Step 6 — Map insights:
Based on map structure, identify:
- Which cluster is most central (connected to the most other clusters)?
- Which factor appears in multiple clusters (a bridge factor)?
- Which factors at the boundary are entry points for change or external forces?
- What does the map reveal that a simple list would have hidden?

Return exactly:

## Hexagon Map: [Topic]

**Mapping question:** [question]
**Context:** [brief context]

### Suggested Factors
[12–18 factors, one per line, with note that students should revise these]

### Clustering Guidance
[Step-by-step instructions for the class]

### Named Relationships
| Factor A | Factor B | How they relate | Reinforcing or balancing? | Evidence level |
|---|---|---|---|---|
[At least 3 rows]

### Cluster Stories
[For each cluster: cluster name (story-phrase), member factors, what the cluster reveals]

### Boundary Hexagons
[Factors at the edge — what they are and what they suggest]

### Map Insights
[What the completed map structure reveals]

### Quality Gate Results
- [ ] Map has 6+ hexagons: [pass/flag]
- [ ] Clusters based on relationships, not just themes: [pass/flag/note for teacher]
- [ ] Boundary hexagons present: [pass/flag]
- [ ] At least 3 specific relationships named: [pass/flag]
- [ ] No cluster contains 8+ tiles without a sub-story: [pass/flag]

### Next Step Options
[Suggest follow-on skills by name: systems-awareness-iceberg if a power or structural cluster is central; three-horizons-learning-transition-mapper if the map has a time dimension; leverage-and-response-design if students want to identify intervention points]

Common Pitfalls

  1. Running it as a brainstorm. Hexagon mapping loses its distinctive value if students generate factors without making relationship claims. The arrangement phase is the analytical work, not decoration.
  2. Using category names instead of relationship stories. A cluster named "Social Factors" has not been mapped. A cluster named "peer pressure shapes what risks feel safe to take" has.
  3. Accepting adjacency without explanation. If a student places two hexagons touching and cannot explain how they relate, the placement is a guess, not a relationship claim.

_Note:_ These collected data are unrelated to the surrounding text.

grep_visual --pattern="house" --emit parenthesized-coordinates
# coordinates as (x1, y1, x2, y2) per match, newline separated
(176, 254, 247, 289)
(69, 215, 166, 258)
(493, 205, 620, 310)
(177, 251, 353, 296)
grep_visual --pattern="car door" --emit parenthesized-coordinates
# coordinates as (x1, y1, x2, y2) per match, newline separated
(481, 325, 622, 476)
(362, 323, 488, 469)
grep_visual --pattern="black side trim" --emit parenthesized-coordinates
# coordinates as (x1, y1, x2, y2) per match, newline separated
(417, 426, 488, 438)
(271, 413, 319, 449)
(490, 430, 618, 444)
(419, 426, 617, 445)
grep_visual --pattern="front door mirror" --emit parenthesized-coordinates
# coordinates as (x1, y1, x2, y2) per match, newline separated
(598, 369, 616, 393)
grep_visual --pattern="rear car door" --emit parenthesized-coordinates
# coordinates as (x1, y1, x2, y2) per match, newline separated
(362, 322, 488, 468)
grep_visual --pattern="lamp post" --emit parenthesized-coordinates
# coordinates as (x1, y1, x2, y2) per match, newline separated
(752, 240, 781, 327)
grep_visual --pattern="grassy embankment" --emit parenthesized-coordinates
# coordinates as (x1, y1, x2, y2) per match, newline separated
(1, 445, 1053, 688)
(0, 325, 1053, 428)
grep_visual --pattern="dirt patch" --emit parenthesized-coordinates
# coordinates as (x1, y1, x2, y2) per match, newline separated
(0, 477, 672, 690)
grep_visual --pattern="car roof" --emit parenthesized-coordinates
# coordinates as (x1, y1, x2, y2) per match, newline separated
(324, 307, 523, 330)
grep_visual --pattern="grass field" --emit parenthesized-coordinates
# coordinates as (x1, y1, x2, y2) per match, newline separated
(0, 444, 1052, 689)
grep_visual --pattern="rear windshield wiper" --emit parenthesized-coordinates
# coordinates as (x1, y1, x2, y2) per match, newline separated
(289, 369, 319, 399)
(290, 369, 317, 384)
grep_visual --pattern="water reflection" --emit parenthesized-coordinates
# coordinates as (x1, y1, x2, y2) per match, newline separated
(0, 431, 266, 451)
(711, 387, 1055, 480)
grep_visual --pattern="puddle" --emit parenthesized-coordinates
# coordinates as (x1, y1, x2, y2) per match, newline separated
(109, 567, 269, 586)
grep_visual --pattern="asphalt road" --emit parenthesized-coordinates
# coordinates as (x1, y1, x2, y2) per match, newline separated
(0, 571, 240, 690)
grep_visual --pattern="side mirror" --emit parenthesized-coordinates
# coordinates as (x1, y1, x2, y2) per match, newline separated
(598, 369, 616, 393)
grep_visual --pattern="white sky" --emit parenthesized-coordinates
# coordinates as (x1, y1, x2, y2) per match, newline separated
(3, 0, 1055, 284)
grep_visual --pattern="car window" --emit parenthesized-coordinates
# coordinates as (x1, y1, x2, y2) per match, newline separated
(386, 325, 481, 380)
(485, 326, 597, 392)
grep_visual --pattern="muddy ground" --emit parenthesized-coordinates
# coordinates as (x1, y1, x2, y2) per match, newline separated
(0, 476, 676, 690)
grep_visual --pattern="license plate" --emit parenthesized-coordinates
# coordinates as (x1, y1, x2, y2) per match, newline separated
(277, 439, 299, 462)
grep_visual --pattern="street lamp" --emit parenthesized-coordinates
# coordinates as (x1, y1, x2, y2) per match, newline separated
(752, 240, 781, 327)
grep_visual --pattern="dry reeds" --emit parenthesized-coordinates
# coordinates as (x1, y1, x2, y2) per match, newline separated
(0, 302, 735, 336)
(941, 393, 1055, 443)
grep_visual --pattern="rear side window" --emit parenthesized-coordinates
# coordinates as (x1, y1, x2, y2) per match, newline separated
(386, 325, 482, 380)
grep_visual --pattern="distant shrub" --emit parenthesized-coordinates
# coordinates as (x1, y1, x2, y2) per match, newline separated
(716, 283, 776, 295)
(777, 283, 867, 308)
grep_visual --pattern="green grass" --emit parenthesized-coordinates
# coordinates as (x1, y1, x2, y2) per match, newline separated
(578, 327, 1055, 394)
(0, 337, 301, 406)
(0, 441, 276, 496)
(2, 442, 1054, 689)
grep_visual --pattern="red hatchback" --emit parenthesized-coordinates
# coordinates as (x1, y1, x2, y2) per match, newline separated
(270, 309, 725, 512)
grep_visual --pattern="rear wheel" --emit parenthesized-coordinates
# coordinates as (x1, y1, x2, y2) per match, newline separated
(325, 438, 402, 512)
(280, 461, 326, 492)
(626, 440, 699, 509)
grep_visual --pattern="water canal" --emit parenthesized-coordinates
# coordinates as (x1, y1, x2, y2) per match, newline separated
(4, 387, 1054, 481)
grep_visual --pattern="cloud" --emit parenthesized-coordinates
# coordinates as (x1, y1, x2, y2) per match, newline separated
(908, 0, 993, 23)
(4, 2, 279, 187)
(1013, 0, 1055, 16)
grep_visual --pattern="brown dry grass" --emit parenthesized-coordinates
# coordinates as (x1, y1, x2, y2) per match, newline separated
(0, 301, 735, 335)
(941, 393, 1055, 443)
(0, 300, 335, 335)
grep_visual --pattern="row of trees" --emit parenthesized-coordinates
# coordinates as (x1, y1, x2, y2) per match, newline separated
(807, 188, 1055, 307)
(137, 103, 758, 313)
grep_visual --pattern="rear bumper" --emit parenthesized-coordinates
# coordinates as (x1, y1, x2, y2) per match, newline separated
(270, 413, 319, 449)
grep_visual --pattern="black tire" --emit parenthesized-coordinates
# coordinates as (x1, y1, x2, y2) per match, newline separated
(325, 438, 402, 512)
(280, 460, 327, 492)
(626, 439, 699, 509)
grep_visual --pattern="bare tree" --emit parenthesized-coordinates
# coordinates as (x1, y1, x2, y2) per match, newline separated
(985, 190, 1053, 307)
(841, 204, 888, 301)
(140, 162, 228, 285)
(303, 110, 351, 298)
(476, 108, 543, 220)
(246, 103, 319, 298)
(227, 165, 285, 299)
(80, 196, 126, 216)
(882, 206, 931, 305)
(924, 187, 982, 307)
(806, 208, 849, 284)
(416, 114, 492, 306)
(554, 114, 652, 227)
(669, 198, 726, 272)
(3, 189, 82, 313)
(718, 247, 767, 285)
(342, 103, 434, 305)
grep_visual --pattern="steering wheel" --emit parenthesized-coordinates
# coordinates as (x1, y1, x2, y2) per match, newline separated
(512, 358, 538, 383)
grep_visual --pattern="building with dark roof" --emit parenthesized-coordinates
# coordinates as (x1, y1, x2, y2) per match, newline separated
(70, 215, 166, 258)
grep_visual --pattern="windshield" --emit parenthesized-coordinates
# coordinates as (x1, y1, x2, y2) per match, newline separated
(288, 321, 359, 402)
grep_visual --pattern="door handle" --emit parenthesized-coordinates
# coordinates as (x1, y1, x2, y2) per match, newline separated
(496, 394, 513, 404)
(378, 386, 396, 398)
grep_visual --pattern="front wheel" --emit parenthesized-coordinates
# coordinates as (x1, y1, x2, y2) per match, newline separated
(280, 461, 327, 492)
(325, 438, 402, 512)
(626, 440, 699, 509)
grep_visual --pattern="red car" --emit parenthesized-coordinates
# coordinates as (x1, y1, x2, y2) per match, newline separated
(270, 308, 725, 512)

Ask before moving on.
  4. Skipping boundary hexagons. Factors at the system boundary often reveal the most important leverage points: what cannot be changed directly, and what enters the system from outside.
  5. Using the map to confirm existing beliefs. A map that looks exactly like what the teacher expected should be treated with suspicion. Ask: "What surprised us? What is missing from this map?"

Known Limitations

  1. Relationship claims are hypotheses. The map represents student beliefs about the system, not verified causal structure. Named relationships should be treated as hypotheses requiring evidence.
  2. Physical format matters. This skill produces guidance and suggested factors; it does not replace physical hexagonal tiles, cards, or a digital equivalent. The tactile, moveable quality of the medium is part of the method's value.
  3. Works poorly in isolation. Hexagon mapping produces a shared model, not an action plan. Without follow-on tools (Three Horizons, agency circles, iceberg) the map becomes an artefact rather than an analytical tool.
  4. Degrades with very large groups. In classes larger than 20, multiple small-group maps with a gallery comparison phase are more productive than a single whole-class map.

Verification Checklist

  • The mapping question is specific enough to generate diverse, non-obvious factors.
  • Suggested factors include a genuine mix of people, structures, values, events, and material conditions.
  • Clustering guidance explicitly states that adjacency = relationship, not category membership.
  • At least 3 specific relationships are named with direction and evidence level.
  • Boundary hexagons are identified and interpreted.
  • All four quality gates are applied and reported.
  • Next step options reference real skills in the library by their skill name.